Awalnya, muslim Uighur menguasai demografi di Xinjiang, hampir 100 persen. Namun populasi berubah drastis setelah berdirinya negara Tiongkok di tahun 1949. Migrasi besar-besaran dilakukan ke wilayah Xinjiang. Alhasil, saat ini Uighur hanya mengambil 45 persen saja dari total warga Xinjiang. Jumlah yang hampir sama dengan suku asli Tiongkok, yakni Suku Han yang meningkat drastis menjadi 40 persen.
3. Berbudaya Asia Tengah
Wilayah Xinjiang berbatasan langsung dengan negara-negara muslim Asia Tengah. Sebut saja Kazakhstan di perbatasan utara, Kirgistan dan Tajikistan di Barat Laut, Kashmir dan Afghanistan di sebelah Barat Daya.
Kondisi geografis ini pun menjelaskan mengapa budaya dan bahasa Uighur berbeda dengan Tiongkok. Mereka menggunakan bahasa Uighur dan berbudaya Turk. Secara fisik pun, mereka lebih mirip dengan perawakan Eurasia ketimbang China.
4. Tinggal di Kota yang Subur nan Luas
Provinsi Xinjiang merupakan daratan yang sangat subur. Tak sedikit hasil pertanian China yang berasal dari sana. Luasnya bahkan mencapai 1,6 juta kilometer persegi atau sekitar 12 kali luas pulau Jawa. Dengan luas tersebut, Xinjiang mengambil 1/6 bagian dari wilayah negeri Kungfu yang amat besar itu. Inilah provinsi terbesar di negara komunis tersebut.
5. Lebih Suka Menyebut Xinjiang dengan Turkestan
Nama Xinjiang yang bermakna perbatasan baru, baru dikenal pada era Dinasti Qing. Masyarakat Uighur merasa penyebutan tersebut sangat sinis. Karena itulah mereka lebih suka menyebut wilayah tempat tinggal mereka sebagai Turkestan Timur atau Uighuristan.

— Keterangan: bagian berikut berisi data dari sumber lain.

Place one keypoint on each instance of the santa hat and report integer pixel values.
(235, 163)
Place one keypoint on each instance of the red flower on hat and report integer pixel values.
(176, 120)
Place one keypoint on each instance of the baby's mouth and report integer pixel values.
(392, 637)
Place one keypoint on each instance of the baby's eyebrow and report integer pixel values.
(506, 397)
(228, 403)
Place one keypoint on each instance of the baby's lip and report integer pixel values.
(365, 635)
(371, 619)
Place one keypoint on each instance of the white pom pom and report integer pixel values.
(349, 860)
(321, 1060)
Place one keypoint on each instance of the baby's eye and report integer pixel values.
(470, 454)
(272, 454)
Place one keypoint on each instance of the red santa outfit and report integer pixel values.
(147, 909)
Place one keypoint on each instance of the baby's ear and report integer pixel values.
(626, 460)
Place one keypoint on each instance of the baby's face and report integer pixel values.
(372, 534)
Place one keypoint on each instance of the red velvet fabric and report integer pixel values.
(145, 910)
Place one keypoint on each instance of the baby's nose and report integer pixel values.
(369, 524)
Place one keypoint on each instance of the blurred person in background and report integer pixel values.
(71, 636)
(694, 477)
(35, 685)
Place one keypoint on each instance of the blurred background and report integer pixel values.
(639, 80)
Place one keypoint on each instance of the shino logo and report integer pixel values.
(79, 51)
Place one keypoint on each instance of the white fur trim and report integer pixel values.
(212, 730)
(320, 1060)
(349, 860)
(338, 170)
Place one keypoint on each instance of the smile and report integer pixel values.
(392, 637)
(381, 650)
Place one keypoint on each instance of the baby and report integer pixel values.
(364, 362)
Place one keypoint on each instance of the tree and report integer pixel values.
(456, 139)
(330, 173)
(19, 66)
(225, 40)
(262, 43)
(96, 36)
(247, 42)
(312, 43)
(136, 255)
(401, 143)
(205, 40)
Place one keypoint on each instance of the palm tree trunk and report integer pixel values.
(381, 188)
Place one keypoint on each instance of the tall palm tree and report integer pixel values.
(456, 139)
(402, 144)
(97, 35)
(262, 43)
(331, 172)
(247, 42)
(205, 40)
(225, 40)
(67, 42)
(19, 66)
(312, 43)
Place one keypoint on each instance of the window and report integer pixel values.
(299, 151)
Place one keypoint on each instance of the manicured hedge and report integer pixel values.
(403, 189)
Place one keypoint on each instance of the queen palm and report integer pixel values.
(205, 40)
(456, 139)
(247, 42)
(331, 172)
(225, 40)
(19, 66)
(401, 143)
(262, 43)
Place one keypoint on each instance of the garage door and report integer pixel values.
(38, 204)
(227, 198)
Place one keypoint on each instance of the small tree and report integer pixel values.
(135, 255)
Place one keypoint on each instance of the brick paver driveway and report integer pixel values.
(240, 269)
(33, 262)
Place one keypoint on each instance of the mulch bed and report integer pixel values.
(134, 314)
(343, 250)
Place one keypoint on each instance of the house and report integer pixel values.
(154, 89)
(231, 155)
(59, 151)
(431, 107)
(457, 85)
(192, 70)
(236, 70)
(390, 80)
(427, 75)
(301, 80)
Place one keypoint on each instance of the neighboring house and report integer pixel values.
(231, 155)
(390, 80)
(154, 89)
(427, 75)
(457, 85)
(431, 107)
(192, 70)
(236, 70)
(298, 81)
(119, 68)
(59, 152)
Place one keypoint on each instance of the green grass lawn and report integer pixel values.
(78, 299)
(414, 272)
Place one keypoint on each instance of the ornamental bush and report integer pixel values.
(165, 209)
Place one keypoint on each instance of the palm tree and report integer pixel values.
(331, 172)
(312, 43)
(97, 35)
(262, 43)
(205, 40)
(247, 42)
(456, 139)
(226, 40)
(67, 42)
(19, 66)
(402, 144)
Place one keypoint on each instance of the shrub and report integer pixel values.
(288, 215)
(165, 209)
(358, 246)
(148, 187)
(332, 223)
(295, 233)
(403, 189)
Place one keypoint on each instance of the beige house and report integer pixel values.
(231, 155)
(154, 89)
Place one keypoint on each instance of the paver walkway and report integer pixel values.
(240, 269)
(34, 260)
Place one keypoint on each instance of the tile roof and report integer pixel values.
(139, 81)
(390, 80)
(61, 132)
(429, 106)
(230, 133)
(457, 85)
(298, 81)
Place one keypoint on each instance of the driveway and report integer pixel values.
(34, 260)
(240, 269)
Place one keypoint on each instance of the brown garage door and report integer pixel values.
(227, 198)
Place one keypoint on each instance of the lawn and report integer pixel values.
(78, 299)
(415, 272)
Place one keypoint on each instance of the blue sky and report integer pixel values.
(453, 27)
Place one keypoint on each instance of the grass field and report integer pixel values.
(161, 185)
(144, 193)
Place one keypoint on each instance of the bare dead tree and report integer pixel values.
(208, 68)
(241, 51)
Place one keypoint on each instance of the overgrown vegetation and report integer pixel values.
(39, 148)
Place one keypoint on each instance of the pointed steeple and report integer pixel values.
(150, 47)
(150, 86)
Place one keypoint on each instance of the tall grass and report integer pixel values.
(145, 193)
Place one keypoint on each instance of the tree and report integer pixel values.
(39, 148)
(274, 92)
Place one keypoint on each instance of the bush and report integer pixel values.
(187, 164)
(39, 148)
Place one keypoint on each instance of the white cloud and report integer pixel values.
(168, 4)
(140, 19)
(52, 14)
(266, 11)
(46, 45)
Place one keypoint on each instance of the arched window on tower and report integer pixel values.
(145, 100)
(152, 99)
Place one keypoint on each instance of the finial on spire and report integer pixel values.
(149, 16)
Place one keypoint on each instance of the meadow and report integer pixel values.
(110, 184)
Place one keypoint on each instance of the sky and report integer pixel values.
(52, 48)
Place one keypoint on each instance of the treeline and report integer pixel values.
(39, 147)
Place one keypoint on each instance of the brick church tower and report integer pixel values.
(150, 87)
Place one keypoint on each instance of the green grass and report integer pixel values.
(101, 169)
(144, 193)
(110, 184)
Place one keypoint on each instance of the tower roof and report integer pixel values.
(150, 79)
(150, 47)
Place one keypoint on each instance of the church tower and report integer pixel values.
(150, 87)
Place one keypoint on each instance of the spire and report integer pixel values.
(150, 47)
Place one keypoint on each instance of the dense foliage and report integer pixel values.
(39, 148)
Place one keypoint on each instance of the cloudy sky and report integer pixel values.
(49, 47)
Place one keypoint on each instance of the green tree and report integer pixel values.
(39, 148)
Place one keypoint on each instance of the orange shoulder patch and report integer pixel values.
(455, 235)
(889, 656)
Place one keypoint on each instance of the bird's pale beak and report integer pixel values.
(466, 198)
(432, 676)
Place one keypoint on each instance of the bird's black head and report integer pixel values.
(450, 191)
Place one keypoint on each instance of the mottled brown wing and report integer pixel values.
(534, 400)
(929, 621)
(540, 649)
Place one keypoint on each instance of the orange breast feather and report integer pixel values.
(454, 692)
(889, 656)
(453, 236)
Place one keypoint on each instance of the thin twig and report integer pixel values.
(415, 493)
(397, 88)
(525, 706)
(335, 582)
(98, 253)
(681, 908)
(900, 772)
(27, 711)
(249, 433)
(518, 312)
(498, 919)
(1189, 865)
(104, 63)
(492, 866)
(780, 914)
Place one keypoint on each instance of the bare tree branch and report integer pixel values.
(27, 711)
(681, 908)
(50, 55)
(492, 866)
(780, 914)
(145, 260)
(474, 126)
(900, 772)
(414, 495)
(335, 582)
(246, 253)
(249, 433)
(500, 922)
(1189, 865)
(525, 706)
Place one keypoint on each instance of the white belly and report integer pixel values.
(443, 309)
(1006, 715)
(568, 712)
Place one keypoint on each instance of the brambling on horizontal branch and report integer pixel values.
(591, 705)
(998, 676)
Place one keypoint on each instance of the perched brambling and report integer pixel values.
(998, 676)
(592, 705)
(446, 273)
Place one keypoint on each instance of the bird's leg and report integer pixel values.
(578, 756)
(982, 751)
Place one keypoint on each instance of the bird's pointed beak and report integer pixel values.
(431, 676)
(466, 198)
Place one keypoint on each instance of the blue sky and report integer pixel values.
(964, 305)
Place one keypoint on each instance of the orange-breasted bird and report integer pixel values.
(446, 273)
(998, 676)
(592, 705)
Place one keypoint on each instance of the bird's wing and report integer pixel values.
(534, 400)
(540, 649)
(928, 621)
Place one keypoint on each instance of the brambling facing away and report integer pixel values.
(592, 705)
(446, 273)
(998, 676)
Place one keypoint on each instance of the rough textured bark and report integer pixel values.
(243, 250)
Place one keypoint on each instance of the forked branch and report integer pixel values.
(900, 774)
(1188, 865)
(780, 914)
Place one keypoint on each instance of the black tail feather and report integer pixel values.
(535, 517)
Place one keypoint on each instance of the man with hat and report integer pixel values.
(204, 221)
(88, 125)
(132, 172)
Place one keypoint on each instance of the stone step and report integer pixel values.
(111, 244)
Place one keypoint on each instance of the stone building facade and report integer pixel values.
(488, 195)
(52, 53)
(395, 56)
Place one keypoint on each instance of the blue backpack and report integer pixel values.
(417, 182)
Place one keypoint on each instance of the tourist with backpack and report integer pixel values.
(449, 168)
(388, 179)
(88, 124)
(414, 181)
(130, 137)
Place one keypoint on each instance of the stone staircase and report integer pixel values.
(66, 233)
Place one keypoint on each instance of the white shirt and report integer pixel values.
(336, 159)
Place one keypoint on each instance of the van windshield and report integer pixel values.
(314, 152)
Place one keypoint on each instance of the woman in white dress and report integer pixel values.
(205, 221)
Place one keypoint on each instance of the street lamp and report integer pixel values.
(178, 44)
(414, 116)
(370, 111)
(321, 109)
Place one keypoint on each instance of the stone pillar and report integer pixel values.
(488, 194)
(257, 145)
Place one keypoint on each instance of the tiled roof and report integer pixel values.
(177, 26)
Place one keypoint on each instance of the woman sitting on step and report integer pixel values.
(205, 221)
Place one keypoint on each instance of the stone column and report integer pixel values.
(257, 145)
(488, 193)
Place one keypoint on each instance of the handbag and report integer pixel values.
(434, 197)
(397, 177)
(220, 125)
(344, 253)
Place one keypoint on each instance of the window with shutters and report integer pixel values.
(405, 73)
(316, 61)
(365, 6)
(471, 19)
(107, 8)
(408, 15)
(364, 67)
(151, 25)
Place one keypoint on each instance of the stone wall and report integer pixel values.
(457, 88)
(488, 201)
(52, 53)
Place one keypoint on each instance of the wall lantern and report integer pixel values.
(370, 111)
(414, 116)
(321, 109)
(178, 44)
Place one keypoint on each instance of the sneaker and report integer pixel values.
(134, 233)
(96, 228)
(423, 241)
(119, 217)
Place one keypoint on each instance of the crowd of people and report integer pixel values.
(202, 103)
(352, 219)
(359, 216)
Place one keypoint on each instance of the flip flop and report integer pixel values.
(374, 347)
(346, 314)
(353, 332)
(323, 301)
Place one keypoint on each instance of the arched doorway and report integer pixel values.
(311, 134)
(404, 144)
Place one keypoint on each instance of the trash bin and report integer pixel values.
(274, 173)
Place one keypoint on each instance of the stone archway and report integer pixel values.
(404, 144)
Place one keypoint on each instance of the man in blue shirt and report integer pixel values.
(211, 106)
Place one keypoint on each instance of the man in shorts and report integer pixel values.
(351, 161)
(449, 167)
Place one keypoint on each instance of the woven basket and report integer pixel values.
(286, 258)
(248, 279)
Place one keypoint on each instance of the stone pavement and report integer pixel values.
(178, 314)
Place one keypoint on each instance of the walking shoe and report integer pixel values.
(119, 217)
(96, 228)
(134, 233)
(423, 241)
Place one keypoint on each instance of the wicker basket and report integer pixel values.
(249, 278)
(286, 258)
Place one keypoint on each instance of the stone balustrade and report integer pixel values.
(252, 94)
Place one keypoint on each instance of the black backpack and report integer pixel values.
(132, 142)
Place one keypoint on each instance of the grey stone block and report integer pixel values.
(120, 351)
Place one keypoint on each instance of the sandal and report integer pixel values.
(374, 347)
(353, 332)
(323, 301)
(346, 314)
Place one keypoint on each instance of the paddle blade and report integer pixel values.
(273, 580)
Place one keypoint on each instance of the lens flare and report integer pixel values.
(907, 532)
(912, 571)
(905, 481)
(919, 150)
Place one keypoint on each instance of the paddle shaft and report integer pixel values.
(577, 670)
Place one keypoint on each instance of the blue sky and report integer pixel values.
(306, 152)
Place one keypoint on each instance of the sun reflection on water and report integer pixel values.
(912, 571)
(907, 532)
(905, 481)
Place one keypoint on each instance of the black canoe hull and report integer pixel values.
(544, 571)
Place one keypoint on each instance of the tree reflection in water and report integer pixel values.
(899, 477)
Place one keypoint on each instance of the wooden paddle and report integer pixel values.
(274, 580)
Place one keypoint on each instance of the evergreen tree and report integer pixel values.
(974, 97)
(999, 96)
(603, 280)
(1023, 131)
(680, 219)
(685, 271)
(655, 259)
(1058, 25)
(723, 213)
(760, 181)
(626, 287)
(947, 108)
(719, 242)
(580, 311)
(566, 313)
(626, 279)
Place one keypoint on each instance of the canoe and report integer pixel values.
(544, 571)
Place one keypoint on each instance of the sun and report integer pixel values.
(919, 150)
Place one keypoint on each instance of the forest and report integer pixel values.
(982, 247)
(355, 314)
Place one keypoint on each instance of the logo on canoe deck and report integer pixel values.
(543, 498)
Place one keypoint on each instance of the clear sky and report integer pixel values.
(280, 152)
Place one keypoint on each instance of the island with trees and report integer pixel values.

6. Enggan Disamakan dengan Hui
Terdapat dua komunitas muslim di China, yakni Uighur dan Hui. Meski sama-sama muslim, Uighur enggan disamakan dengan Hui. Pasalnya, keduanya berbeda budaya dan bahasa. Mazhab yang mereka yakini keduanya pun berbeda. Jika Hui bermazhab Hanafi, suku Uighur lebih dekat dengan pemahaman sufi.
Secara fisik pun antara Uighur dan Hui jauh berbeda. Suku Hui, merupakan keturunan Suku Han yang beragama Islam. Mereka berbahasa dan budaya Mandarin, juga berparas sipit berkulit langsat layaknya suku Han, penduduk asli China. Banyaknya perbedaan inilah yang mungkin membuat Uighur enggan disamakan dengan suku Hui.
Berbeda dengan Uighur yang mengalami diskriminasi, muslim Hui hidup dengan damai dan mendapat perlakuan yang sama sebagaimana warga China lain. Bahkan pemerintah China banyak memberikan bantuan untuk suku Hui, baik untuk pendirian masjid, sekolah, maupun sarana beragama lain. Mereka bahkan mendapat perlakuan spesial dari pemerintah Tiongkok.
Mengapa China mengistimewakan Hui namun mendiskriminasi Uighur? Jawabannya sangat kompleks karena dapat dilihat dari berbagai aspek. Selain karena budaya, suku Hui turut andil dalam pembangunan ekonomi China. Suku Hui pula berjasa dalam sejarah China. Cheng Ho merupakan salah satu pahlawan Tiongkok dari suku tersebut. Alasan lain, suku Hui tak memiliki catatan hitam, seperti memberontak ataupun aksi terorisme.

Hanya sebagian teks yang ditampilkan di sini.